What's the process for proposing a symbol in the Unicode table?
James Kass
jameskass at code2001.com
Sat Feb 17 19:35:06 CST 2024
On 2024-02-17 11:26 PM, Freek Dijkstra via Unicode wrote:
> I almost get the feeling that Unicode has overlooked a (small)
> category of these symbols, and only included the English ones. Sadly,
> my knowledge of those other symbols is limited, so I can only make a
> proposal for the Flourish of Approval. But just to check: Unicode
> codepoints represent a glyph, not a meaning, right? So the English ✓
> and Swedish ✓ have the same codepoint, even though their meaning is
> different?
Unicode encodes characters rather than glyphs. Please see
http://www.unicode.org/reports/tr17/tr17-3.html for more information,
specifically section 2.1 for illustrations. The check mark (✓) has one
code point because of convention: there was no distinction between
Swedish and English usage of the mark in pre-existing character sets.

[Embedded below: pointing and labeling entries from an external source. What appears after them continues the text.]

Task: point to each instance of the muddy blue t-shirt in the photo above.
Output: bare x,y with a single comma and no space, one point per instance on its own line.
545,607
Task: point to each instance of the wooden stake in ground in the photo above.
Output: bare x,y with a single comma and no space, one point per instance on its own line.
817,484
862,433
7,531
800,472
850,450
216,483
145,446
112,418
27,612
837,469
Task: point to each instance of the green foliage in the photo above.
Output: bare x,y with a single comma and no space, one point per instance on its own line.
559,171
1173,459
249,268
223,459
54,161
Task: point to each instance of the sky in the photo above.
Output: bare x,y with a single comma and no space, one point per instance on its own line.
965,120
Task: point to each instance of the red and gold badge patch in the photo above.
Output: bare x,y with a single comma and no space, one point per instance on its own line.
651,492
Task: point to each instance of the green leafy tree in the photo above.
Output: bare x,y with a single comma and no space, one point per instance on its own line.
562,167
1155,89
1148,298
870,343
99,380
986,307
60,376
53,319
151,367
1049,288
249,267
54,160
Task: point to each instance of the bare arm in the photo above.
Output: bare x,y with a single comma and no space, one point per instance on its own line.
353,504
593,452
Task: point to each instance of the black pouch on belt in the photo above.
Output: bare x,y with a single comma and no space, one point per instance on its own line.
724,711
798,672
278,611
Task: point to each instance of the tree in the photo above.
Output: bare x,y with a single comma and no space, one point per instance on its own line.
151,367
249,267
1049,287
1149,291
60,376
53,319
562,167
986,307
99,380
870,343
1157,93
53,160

The Unicode repertoire might be perceived as favoring English symbols,
but we need to keep in mind that the original goal of Unicode was to
standardize existing character sets into a universal encoding which
would serve everyone. Many of those existing character sets were
developed by English speaking users, hence the possible appearance of
favoritism. Likewise, an even larger batch of those existing character
sets were developed by “Westerners”, which can give the appearance of
favoritism to non-Western users. But over time, many non-English and
non-Western characters have been added to the Unicode repertoire because
somebody took the time and made the effort to submit an encoding
proposal and escort it through the approval process.